Il problema dell’aderenza ai trattamenti
A proposito dell’efficacia e della verifica dei trattamenti psichiatrici, non può essere trascurata una delle note più dolenti: il grado di aderenza alle prescrizioni. Si stima che circa il 50% dei pazienti non assuma correttamente gli antidepressivi prescritti (Sansone RA et al., 2012). Tra i fattori responsabili di una compliance (o aderenza) incompleta, vanno annoverati i problemi di comunicazione tra specialista e paziente, lo scarso investimento sul miglioramento della relazione terapeutica, le insufficienti informazioni fornite al paziente in merito alla diagnosi e al trattamento, la mancata discussione dei vissuti e delle resistenze psicologiche del paziente nei confronti dei farmaci e della diagnosi.

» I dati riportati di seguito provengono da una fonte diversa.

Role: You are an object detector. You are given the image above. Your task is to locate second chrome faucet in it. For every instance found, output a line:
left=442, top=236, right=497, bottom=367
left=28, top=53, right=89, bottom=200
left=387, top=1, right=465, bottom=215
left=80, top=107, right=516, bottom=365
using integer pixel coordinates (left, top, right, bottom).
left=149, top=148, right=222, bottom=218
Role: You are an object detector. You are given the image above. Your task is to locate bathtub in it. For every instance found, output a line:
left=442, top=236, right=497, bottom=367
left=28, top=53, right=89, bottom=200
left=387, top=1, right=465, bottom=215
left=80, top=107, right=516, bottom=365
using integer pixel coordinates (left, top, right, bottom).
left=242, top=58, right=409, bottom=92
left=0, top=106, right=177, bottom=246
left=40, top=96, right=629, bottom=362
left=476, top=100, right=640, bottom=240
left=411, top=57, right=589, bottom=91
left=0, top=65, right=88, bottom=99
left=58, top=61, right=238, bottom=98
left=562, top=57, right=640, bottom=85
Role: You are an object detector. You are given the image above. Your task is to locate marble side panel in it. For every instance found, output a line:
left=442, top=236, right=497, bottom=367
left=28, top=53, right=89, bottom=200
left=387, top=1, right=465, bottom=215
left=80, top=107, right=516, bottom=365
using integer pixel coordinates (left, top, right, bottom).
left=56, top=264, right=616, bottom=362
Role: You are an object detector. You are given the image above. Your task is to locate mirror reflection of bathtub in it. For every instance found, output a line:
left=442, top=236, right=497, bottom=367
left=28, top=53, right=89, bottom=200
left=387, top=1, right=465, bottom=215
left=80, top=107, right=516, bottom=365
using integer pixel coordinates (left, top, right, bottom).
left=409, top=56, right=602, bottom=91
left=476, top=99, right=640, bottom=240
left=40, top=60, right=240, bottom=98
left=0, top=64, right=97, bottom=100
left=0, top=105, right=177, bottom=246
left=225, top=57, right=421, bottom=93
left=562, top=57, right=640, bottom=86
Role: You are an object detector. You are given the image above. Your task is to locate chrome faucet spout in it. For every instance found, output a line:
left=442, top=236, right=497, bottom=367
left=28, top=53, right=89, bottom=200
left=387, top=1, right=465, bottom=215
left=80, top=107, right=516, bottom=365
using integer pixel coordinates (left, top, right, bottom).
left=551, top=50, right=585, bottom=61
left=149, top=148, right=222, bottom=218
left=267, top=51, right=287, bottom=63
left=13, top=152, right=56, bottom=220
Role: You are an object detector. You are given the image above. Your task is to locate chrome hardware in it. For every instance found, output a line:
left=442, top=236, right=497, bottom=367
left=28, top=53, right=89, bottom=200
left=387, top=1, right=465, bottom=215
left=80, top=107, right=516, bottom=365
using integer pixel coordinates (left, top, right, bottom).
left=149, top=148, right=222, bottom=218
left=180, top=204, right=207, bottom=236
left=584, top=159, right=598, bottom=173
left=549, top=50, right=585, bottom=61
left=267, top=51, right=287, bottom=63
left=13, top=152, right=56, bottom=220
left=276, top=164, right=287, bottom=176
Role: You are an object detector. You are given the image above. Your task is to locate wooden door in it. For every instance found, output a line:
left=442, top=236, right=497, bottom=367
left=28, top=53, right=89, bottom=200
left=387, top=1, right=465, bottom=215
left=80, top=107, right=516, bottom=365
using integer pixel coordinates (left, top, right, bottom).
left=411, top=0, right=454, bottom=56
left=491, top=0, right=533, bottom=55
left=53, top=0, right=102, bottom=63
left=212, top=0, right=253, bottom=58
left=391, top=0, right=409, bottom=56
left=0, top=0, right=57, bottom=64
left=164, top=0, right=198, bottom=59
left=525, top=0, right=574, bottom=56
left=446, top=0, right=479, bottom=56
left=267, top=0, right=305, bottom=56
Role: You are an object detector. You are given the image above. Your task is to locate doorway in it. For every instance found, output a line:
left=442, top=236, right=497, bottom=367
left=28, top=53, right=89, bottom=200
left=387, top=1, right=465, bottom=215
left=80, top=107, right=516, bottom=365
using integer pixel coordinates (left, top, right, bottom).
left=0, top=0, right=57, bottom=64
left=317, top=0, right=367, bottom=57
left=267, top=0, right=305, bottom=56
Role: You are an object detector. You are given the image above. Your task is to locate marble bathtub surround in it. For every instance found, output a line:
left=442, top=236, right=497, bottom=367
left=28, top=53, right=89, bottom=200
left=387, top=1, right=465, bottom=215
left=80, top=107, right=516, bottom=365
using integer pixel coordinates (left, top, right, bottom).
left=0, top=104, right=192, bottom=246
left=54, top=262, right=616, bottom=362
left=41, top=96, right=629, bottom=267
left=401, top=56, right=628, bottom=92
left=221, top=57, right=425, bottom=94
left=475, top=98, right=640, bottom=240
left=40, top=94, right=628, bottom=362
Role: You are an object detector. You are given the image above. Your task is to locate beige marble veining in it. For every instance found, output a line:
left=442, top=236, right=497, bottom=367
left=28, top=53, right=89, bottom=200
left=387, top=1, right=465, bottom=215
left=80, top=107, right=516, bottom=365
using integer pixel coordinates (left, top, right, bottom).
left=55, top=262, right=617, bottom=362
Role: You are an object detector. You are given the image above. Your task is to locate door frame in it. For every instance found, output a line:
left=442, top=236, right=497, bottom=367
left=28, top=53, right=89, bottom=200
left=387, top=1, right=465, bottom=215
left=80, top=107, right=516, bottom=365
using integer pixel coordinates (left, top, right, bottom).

Non di rado, poi, lo specialista non viene informato dei problemi di compliance, né delle perplessità del paziente in merito ai disturbi di cui soffre o al trattamento che sta ricevendo. Molti persone affette da depressione o da altre forme di disagio psichico, infatti, ricorrono compulsivamente (e disordinatamente) al web per risolvere dubbi su diagnosi e terapia o comunicano le proprie perplessità ad amici, parenti, forum online, mancando di farlo proprio allo specialista di riferimento. Tutto ciò, com’è facilmente intuibile, incrementa notevolmente il disorientamento dei pazienti ed il tasso d’insuccesso dei trattamenti, specie a medio e lungo termine.
Migliorare l’efficacia delle visite di controllo
Le strategie di verifica dei trattamenti comunemente impiegate in ambito pubblico e privato dovrebbero, pertanto, essere riviste e integrate. Alcuni provvedimenti sono potenzialmente in grado di migliorare l’accuratezza delle valutazioni: a) dedicare maggior tempo al colloquio clinico; b) effettuare un follow-up delle ipotesi diagnostiche effettuate nella prima visita, definendo la diagnosi principale e la presenza di disturbi in comorbidità, secondo criteri diagnostici scientificamente validati; c) sollecitare il paziente a discutere apertamente con il clinico tutti i suoi dubbi e gli elementi d’insoddisfazione; d) impiegare in modo ricorrente scale cliniche di valutazione (dedicate a sintomi, effetti collaterali, grado di aderenza, ecc.) e test psicometrici come suggerito dalle linee guida dell’APA (American Psychiatric Association) (vedi anche Trivedi MH et al., 2007); e) investire sul miglioramento della relazione medico-paziente; f) approfondire la formazione psicoterapeutica dello specialista psichiatra; g) migliorare la comunicazione tra psichiatra ed altri professionisti coinvolti nella cura (psicoterapeuta, medico di base, altri specialisti, ecc.); h) favorire il coinvolgimento di familiari e conoscenti nel setting terapeutico; i) considerare le preferenze del paziente rispetto al trattamento; l) psicoeducare il paziente sui suoi problemi e sui trattamenti, non trascurando di offrire materiale informativo ad hoc (vedi, ad esempio, il “Depression Management Tool Kit” della MacArthur’s Foundation del 2009, pp 22-29); m) se necessario, non esitare a richiedere la supervisione clinica da parte colleghi autorevoli o maggiormente competenti sul caso in questione.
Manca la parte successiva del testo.